Les africains marquent un intérêt croissant du point de vue de la part de l’investissement direct étranger (IDE) chinois vers le continent. Sans une législation adaptée pour canaliser cet apport financier dans chaque pays, les mêmes travers constaté en ce qui concerne l’aide au développement risque d’être encore à l’ordre du jour. Cet IDE a connu l’an dernier une augmentation de 28 %, pour atteindre les 15 milliards de dollars (12,2 milliards d’euros), d’après le rapport de la Conférence des Nations Unies sur le Commerce et le Développement, la CNUCED.
Guy Gweth: le climat actuel des affaires en Afrique centrale est-il propice aux investisseurs étrangers ?
Patrice Passy: l’IED (Investissement Etranger Direct) occupe une place de plus en plus importante dans les stratégies de développement économique en tant que moyen essentiel pour financer le développement sans aggraver l’endettement. La volonté d’attirer l’IED en Afrique a donné lieu à des réformes économiques dans la plupart des pays de la zone franc. Réforme fiscale, juridique, financière et structurelle dans certains cas. Reste à savoir si ces réformes ont stimulé les flux d’IED vers l’Afrique et, si ces derniers favorisent l’accélération de la croissance et la réduction de la pauvreté.
Guy Gweth : que peut rapporter concrètement l’intelligence économique et stratégique aux économies d’Afrique subsaharienne ?
Patrice Passy: nous, les acteurs et professionnels de l’intelligence économique, avons la lourde mission grâce à une forte sensibilisation, d’informer les décideurs politiques de la nécessité d’une mutation stratégique des Etats de l’Afrique centrale face à la globalisation. La nécessaire sécurité économique qu’imposent les enjeux émergents dans le Golfe de Guinée va donc impliquer notre savoir-faire pour susciter une impulsion forte des politiques afin de promouvoir la création de structure permettant la mutualisation des ressources publiques et privées des pays africains pour y faire face.
L’éclatant succès du Workshop professionnel que nous avons organisé au Congo-Brazzaville et au Bénin sur le thème : la protection du patrimoine économique de l’Etat laissait présager une prise de conscience au–delà de mes espérances dans ces pays. L’approche fonctionnelle qui fait considérer l’information comme un bien stratégique, d’où la nécessité de préserver en toutes circonstances l’accès du pays aux sources d’informations indispensables, a été la plus adoptée par rapport à la configuration de ces Etats et de ses économies. A nous, non pas de critiquer comme nous aimons le faire si facilement, mais de proposer aux décideurs dans une logique d’offres, une architecture adaptée, visant la promotion d’une stratégie globale de sécurité économique aux pays d’Afrique Centrale.
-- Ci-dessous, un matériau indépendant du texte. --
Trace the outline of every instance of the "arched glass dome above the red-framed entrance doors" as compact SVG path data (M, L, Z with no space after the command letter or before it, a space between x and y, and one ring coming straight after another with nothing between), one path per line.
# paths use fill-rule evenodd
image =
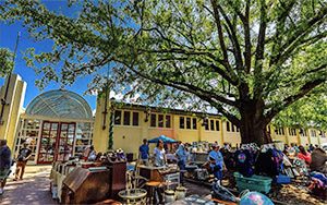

Il est urgent aujourd’hui de donner aux organisations publiques et privées, un corpus juridique, une analyse adaptée des enjeux du moment et des textes dont l’importance n’est plus à discuter. A ce jour l’absence de législation sur la sécurité économique ainsi que l’inexistence d’une stratégie politique nationale de sécurité économique est l’éloquent corollaire d’un défaut de culture stratégique dans ces Etats.